Nursing Students Promote Bone Marrow Donation Campaign

It was a long shot, but Kaylee Boehme swabbed the inside of her cheek anyway, collecting her DNA for “Be the Match,” the national bone-marrow donation registry. Just one of every 430 volunteers is selected to donate.

“I really hope it’s me,” Boehme, a sophomore, said.

A student swabs her cheek to collect a DNA sample.The odds are even longer for a person in need of a marrow or stem-cell transplant. Though the procedure can cure more than 80 genetic diseases, including leukemia, 70 percent of all patients in need of a transplant do not have a genetic match in their family. Half never get a transplant.

To raise awareness of the issue, students at Penn State’s Behrend and University Park campuses held donor registry drives on Oct. 24-27. The Behrend effort was sponsored by the Behrend Student Nurse organization.

The average community event adds 25 volunteers to the donor database, according to the National Marrow Donor Program. The Penn State Behrend event added 164.

College campuses are an ideal site for registry drives, according to the National Marrow Donor Program, which maintains the “Be the Match” registry. Donors’ blood type doesn’t matter, but their age does: Most transplant doctors prefer to work with donors between the ages of 18 and 44.

To register, volunteers answer a few questions and then use a cheek swab to collect a cell sample. For most, it takes no longer than voting.

“It’s a simple process, but it’s super-important,” said Samantha Stauffer, a junior in Penn State Behrend’s Bachelor of Science nursing program. She helped at the registration table, outside Bruno’s Café in the Reed Union Building. “The more people we can sign up, the higher the chances are that we’ll be able to help somebody.”

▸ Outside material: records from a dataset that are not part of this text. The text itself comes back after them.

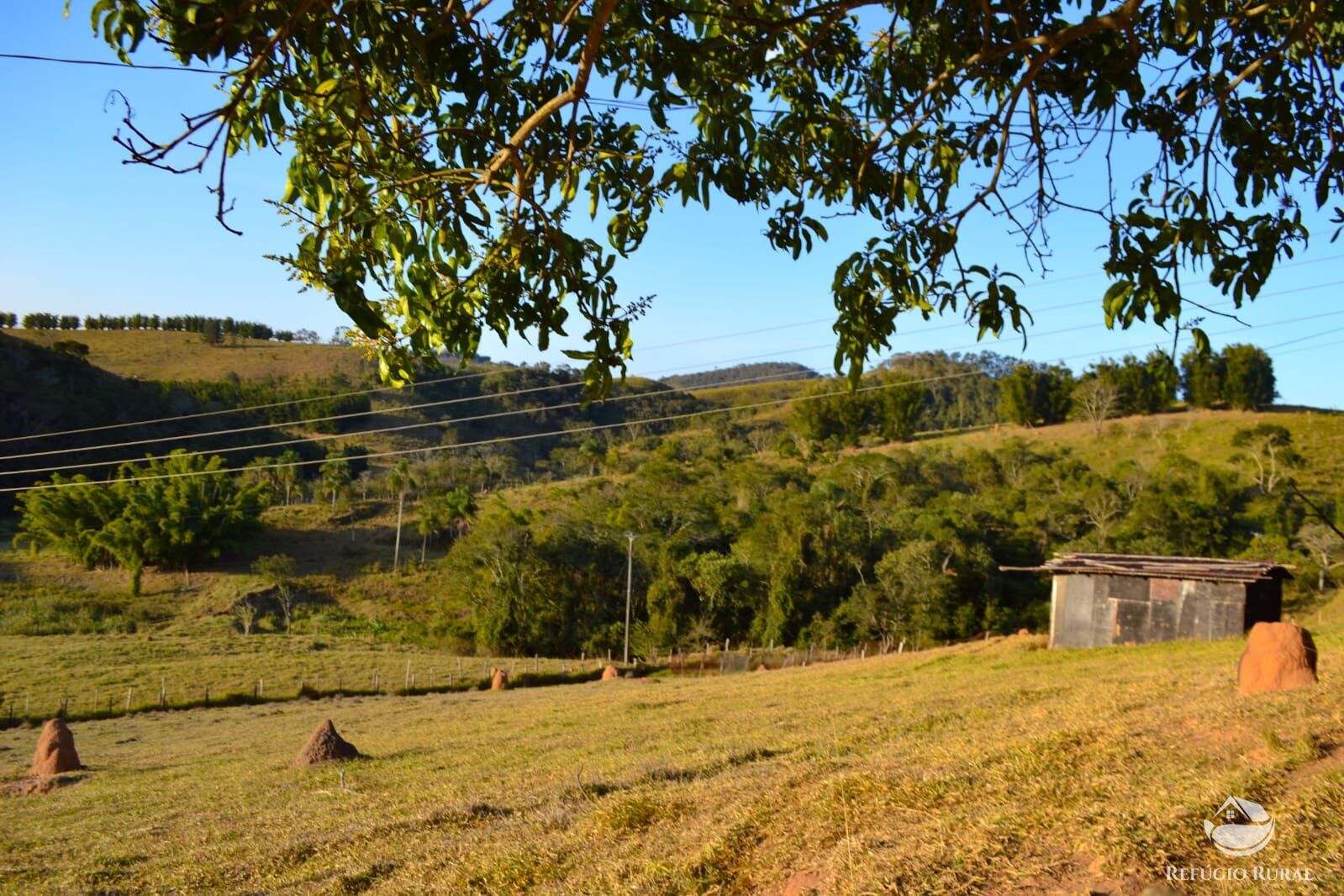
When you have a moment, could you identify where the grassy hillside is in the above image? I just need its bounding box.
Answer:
[4,329,374,380]
[914,408,1344,492]
[0,622,1344,894]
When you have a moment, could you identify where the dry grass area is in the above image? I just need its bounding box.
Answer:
[0,620,1344,894]
[0,634,588,717]
[5,329,371,380]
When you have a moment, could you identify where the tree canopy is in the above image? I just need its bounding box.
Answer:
[92,0,1344,388]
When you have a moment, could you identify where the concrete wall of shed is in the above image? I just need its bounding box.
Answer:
[1050,575,1279,647]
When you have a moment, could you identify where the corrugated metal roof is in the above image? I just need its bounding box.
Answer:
[999,553,1292,582]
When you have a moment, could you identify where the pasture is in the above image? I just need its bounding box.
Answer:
[0,618,1344,894]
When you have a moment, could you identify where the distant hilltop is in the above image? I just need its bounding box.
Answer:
[660,361,820,388]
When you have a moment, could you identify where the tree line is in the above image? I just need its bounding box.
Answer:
[8,312,311,343]
[785,345,1278,454]
[442,426,1344,656]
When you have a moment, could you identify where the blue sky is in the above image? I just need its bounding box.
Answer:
[0,2,1344,408]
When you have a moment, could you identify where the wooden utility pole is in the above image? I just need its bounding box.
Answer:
[624,532,635,665]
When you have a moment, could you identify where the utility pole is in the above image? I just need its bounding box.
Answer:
[622,532,635,665]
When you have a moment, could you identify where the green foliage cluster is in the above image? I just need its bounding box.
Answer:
[1082,352,1178,414]
[18,312,79,329]
[15,451,261,595]
[90,0,1344,392]
[445,424,1322,656]
[882,350,1017,430]
[789,371,925,446]
[1180,344,1278,411]
[999,363,1074,426]
[661,361,817,389]
[76,314,293,343]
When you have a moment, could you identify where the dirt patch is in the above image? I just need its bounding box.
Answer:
[290,719,363,768]
[779,865,823,896]
[29,719,83,777]
[1236,622,1315,694]
[999,853,1149,896]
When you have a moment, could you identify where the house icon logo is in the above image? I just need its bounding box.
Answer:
[1204,797,1274,856]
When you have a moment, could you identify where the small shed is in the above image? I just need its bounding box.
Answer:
[1000,553,1292,647]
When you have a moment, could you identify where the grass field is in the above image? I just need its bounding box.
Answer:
[0,614,1344,894]
[0,634,593,719]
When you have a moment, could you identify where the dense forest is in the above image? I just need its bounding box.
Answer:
[0,329,1344,656]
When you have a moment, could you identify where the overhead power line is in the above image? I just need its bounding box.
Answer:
[0,371,985,494]
[10,263,1344,451]
[10,300,1344,493]
[0,298,1344,476]
[0,368,817,477]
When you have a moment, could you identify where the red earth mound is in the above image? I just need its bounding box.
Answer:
[29,719,83,775]
[1236,622,1315,694]
[290,719,361,768]
[779,867,821,896]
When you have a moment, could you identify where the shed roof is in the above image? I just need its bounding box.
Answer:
[999,553,1292,582]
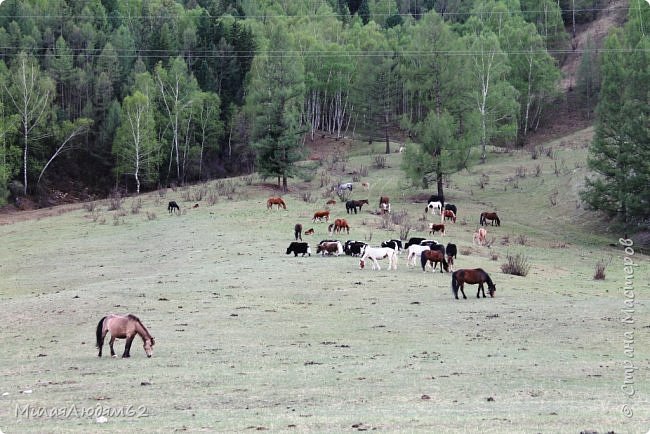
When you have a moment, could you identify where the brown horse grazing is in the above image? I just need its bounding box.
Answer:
[329,219,350,235]
[266,197,287,209]
[429,223,445,237]
[379,196,390,214]
[451,268,497,300]
[311,211,330,222]
[479,212,501,226]
[442,209,456,223]
[97,314,156,357]
[420,250,449,273]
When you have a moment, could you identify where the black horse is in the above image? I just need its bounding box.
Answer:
[167,200,181,214]
[345,199,368,214]
[451,268,497,300]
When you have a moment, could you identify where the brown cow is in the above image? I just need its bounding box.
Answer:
[328,219,350,235]
[429,223,445,237]
[379,196,390,214]
[312,211,330,222]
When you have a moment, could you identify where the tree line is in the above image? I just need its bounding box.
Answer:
[0,0,636,224]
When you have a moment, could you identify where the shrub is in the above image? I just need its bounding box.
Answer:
[131,197,142,214]
[501,253,530,276]
[594,259,608,280]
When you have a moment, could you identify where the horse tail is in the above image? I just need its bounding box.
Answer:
[97,317,106,348]
[451,271,458,297]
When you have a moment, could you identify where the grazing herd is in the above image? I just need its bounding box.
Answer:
[260,188,501,299]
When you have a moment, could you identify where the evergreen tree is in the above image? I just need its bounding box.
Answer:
[247,23,305,191]
[582,13,650,222]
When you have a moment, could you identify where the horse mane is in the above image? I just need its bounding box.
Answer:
[126,313,153,341]
[478,268,494,288]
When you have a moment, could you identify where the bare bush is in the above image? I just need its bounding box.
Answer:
[336,188,352,202]
[108,191,123,211]
[131,197,142,214]
[594,259,611,280]
[379,214,395,231]
[390,210,409,225]
[399,225,411,241]
[515,166,528,178]
[516,234,528,246]
[501,253,530,276]
[191,185,208,202]
[205,191,219,206]
[478,173,490,190]
[320,172,332,188]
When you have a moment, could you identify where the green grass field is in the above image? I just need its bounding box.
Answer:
[0,127,650,434]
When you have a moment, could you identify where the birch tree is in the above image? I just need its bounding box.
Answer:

The “Be the Match” registry now includes 13.5 million names. Another 225,000 volunteers have offered to donate umbilical cord blood, a valuable source for stem-cell transplants.

Most will never be called on to donate. One in 40 registry members is contacted for additional information, according to the National Marrow Donor Program. Just one in 300 will be selected as a possible match.

Changes in the patient’s condition often complicate the process. Only one of every 430 would-be donors actually gives marrow, typically through a blood-draw process called peripheral blood stem-cell donation.

“A lot of people think it’s a painful, invasive thing,” said Alison Walsh, a lecturer in nursing at Penn State Behrend. “It isn’t. It’s a lot like giving blood.”

The “Be the Match” registry leads to nearly 6,400 transplants every year. Donors can register online, at join.bethematch.org, or at a community registration event.

As she watched students register, Walsh, who helped to coordinate the Behrend event, thought of a patient she once worked with on a cancer ward, a woman who had leukemia and died before she found a match.

“I think of her a lot,” Walsh said. “She did everything we asked of her, but it wasn’t enough.

“I hope she’s looking down at us today,” she said. “I think this would make her smile.”